Mr Moyo was the propagandist who justified the brutal land invasions that ruined the country's agricultural production in the name of writing an historic wrong.
The majority of white farmers were driven from the fields in the guise of righting the historic wrong initiated by Cecil Rhodes and his accomplices.
The imagery of white families being terrorised out of their homes caused outrage, particularly in Britain. For Mugabe it all had much more to do with sustaining his power than obtaining justice for the landless. Many of the prime beneficiaries of the land invasions were party hacks and senior generals. Given the history, white farmers were an easy diversionary target when Zimbabweans bridled under Mugabe's despotic rule.
But his cynical, brutal tactics do not take away from the justice of land reform. Travelling the country, I met landless black families hoping that the new dispensation would give them their own few acres at last. I met a liberation war veteran stranded on a farm he had neither the training or capital to make flourish, regretting the international isolation which followed the invasions he had helped to lead. And I met white farmers who were hoping to get back onto the land. If they do, they will help this country to recover. Those I met, like Ben Freeth, who was driven off his farm nine years ago, are patriotic Zimbabweans. While lobbying to return to his land he has been helping to train black farmers.
A land that once exported food to the region now must import to feed itself. Zimbabwe needs a thriving agricultural sector. As the former colonial power, Britain has a special responsibility here. But Ireland can help too. Our farmers and agri-business experts needn't wait for the Government to start pouring extra funding into Zimbabwe, if it ever does.
They can approach organisations like the Limerick-based Bothar, Concern, Oxfam Ireland and ask what they can do to help. Think of the expertise an organisation like Kerry PLC group could offer. What began as a group of farmers' cooperatives banding together in north Kerry is now an international food giant with a multi-million Euro business. What better triumph over the legacy of dispossession and famine?

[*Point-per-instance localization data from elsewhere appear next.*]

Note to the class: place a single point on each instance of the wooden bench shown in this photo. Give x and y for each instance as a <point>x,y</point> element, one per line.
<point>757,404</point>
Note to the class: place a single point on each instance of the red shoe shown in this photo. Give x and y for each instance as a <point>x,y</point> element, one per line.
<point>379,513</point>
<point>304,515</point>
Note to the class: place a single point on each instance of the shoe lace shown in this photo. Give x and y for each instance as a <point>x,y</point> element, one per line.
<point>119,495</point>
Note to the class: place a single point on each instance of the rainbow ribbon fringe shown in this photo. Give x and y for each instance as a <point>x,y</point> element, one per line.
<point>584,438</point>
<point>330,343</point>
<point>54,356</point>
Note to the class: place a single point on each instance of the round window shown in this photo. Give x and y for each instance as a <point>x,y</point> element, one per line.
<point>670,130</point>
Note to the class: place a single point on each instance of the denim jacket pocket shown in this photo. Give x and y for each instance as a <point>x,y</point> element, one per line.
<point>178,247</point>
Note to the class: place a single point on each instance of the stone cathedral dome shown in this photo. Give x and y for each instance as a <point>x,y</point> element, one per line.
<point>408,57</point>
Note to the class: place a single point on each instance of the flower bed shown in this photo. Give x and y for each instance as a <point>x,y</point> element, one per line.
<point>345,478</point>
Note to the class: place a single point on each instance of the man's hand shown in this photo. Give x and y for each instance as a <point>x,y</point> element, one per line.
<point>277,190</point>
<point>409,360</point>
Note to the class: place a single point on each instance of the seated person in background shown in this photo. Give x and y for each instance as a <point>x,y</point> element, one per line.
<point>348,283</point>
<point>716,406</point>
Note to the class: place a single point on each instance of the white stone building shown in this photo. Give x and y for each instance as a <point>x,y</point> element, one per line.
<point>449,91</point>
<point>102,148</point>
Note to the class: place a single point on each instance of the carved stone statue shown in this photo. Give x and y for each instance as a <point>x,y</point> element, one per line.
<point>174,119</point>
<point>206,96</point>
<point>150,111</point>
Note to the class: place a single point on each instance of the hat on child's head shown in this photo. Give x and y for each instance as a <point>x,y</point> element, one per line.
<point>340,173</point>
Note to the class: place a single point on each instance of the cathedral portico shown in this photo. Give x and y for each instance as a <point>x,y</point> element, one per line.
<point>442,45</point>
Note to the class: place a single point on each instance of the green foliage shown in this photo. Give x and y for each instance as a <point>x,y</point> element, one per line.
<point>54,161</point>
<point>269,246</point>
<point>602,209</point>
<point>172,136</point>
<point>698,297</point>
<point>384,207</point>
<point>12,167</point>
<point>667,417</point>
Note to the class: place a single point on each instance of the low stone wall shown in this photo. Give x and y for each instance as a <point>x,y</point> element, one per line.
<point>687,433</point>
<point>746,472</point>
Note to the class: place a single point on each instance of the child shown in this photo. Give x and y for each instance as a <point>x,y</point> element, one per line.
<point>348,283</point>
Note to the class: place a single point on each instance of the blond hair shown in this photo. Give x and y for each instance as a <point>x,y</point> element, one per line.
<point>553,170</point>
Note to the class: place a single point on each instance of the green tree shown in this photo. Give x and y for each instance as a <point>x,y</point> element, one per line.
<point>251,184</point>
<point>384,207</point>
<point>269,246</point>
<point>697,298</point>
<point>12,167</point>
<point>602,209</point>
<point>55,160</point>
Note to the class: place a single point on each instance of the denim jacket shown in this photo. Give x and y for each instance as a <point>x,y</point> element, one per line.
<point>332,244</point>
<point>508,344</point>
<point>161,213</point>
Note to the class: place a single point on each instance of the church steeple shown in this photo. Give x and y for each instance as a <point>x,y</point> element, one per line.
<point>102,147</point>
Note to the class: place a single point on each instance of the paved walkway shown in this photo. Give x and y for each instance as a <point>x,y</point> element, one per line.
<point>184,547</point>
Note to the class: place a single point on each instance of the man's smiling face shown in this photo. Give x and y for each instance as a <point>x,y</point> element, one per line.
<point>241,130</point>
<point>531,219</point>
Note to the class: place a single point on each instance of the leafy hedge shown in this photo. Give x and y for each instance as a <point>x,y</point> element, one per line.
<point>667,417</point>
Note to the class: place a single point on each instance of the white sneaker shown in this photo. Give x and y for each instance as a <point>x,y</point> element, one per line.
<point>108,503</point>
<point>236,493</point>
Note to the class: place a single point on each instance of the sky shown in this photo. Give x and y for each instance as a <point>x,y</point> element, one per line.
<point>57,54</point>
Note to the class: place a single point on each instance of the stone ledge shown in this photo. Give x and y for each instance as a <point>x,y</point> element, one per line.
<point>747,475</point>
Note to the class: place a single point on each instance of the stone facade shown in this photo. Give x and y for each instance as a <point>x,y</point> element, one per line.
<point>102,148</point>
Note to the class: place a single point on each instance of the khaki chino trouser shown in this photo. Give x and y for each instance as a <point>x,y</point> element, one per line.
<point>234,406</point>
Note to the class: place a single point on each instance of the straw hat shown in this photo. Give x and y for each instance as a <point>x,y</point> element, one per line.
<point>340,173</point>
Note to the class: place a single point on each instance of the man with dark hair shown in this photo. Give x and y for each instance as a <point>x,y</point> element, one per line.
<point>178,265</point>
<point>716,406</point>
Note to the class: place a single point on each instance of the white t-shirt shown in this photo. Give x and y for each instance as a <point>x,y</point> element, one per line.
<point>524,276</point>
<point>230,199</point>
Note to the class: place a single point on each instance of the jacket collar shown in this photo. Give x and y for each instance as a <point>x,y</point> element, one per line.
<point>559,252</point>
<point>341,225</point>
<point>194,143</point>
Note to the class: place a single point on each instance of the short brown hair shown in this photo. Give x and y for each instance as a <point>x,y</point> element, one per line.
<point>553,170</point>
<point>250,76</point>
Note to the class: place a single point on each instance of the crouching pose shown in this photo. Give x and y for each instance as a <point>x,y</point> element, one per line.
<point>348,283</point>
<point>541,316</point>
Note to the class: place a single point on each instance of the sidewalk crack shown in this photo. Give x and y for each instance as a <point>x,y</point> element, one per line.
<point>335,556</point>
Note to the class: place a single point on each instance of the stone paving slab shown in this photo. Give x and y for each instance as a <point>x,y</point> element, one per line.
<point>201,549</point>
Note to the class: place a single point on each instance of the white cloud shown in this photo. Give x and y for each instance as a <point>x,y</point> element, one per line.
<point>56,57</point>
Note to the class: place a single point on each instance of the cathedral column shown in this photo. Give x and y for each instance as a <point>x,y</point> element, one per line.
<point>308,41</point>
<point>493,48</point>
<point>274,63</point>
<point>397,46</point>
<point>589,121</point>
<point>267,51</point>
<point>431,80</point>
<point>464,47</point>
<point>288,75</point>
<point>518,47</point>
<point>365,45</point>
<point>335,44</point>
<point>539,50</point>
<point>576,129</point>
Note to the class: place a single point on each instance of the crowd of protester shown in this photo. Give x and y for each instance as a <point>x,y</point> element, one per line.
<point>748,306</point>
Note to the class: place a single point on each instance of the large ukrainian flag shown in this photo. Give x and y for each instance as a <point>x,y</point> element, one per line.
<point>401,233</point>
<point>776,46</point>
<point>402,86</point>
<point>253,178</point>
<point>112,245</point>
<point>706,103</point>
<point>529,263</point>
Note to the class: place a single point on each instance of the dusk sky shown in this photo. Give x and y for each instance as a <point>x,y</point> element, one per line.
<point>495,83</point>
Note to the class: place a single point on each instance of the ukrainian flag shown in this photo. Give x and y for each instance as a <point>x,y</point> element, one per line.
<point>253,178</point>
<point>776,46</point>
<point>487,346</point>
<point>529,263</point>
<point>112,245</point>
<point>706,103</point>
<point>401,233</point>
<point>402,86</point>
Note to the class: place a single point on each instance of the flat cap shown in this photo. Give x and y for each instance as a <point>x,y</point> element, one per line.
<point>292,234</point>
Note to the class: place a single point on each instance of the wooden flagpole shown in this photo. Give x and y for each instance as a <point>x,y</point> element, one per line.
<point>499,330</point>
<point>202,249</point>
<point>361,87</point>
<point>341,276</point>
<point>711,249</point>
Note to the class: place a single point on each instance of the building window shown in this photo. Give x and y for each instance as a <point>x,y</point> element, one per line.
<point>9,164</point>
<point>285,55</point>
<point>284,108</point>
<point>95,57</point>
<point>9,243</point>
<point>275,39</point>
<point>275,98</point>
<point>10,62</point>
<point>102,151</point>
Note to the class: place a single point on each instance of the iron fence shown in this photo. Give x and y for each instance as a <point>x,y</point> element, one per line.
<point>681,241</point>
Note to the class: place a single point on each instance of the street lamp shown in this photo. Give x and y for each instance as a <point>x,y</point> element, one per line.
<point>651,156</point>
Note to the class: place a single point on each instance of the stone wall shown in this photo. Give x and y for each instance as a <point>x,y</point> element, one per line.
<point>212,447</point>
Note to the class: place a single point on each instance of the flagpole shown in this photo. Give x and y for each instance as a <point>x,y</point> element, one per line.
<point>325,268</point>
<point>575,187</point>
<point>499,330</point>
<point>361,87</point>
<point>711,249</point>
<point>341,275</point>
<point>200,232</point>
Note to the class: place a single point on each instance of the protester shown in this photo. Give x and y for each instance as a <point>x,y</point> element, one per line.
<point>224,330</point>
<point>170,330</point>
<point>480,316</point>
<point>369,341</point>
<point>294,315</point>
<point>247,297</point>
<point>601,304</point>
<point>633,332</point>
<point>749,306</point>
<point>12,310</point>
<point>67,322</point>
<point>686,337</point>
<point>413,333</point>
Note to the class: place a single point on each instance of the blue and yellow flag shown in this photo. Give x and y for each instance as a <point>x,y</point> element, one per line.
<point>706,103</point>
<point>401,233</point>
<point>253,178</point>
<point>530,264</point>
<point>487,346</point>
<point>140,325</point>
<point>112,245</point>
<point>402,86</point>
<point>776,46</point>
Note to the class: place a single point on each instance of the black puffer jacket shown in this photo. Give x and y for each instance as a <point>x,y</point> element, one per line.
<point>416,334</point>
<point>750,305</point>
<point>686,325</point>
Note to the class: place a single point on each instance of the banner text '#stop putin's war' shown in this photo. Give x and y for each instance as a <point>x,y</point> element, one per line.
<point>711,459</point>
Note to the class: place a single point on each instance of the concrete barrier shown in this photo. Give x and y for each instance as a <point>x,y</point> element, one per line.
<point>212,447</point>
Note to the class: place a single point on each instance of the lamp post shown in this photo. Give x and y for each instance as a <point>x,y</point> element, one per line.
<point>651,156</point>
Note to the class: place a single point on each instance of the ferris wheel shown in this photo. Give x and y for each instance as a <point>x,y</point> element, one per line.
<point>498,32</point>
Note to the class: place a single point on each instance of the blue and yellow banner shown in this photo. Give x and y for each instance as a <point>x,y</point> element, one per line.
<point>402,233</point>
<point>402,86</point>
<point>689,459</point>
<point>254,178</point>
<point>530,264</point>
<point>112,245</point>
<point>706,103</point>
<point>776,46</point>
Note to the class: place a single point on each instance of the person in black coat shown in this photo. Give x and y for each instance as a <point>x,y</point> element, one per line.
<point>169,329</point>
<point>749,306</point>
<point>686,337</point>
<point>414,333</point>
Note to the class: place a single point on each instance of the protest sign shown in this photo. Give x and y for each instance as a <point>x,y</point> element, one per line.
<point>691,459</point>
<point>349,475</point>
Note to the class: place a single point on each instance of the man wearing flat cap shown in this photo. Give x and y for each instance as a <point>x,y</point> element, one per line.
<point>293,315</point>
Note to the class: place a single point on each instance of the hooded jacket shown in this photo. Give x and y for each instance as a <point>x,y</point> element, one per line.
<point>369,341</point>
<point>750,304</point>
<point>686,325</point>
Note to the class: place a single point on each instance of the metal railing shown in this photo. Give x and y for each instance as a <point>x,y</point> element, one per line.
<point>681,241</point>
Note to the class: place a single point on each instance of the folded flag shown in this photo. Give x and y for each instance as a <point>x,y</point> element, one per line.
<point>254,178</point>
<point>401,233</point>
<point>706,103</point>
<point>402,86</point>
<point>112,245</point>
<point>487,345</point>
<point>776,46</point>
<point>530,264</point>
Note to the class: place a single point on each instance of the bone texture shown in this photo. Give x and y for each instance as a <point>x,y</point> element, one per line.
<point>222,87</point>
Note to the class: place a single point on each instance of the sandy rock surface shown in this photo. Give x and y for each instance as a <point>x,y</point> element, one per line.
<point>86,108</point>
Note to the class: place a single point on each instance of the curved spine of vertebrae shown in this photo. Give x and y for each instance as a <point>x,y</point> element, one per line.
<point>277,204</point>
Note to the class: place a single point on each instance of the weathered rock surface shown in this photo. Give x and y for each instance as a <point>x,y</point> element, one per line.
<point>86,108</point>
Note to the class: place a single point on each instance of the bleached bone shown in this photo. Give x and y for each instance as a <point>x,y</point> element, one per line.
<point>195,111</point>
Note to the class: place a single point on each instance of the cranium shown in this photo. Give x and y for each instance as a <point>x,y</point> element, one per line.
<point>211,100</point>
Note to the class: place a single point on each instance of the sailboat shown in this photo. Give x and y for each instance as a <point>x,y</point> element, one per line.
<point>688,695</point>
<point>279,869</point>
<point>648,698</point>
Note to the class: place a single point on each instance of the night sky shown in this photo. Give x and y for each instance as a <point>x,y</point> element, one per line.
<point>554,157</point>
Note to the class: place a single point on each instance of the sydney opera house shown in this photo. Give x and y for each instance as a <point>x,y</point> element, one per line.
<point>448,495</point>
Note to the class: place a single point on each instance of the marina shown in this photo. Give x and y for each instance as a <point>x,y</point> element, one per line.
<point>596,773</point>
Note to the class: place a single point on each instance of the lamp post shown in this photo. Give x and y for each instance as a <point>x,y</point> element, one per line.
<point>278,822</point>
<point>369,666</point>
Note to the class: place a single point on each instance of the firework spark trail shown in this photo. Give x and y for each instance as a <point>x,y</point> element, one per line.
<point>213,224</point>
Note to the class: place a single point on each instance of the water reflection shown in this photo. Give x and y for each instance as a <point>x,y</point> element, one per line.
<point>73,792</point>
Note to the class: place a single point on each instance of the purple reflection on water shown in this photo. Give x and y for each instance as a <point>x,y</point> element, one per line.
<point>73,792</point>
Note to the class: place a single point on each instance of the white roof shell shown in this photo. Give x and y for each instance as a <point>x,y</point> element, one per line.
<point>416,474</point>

In an age when there is much justifiable scrutiny of foreign aid and its usefulness, Zimbabwe presents a special case. Yes there are questions about a Government largely made up of former allies of Robert Mugabe, men and women who presided over the land invasions that produced such ruin. But there is a realisation in Harare that with any new investment, there will be strong scrutiny. The old methods cannot endure. Help must be carefully targeted. It cannot be a charter to make fat cats fatter. The landless, the small farmers have waited too long for justice. If ever there was a place where a small country like ours could make a very big difference it is Zimbabwe.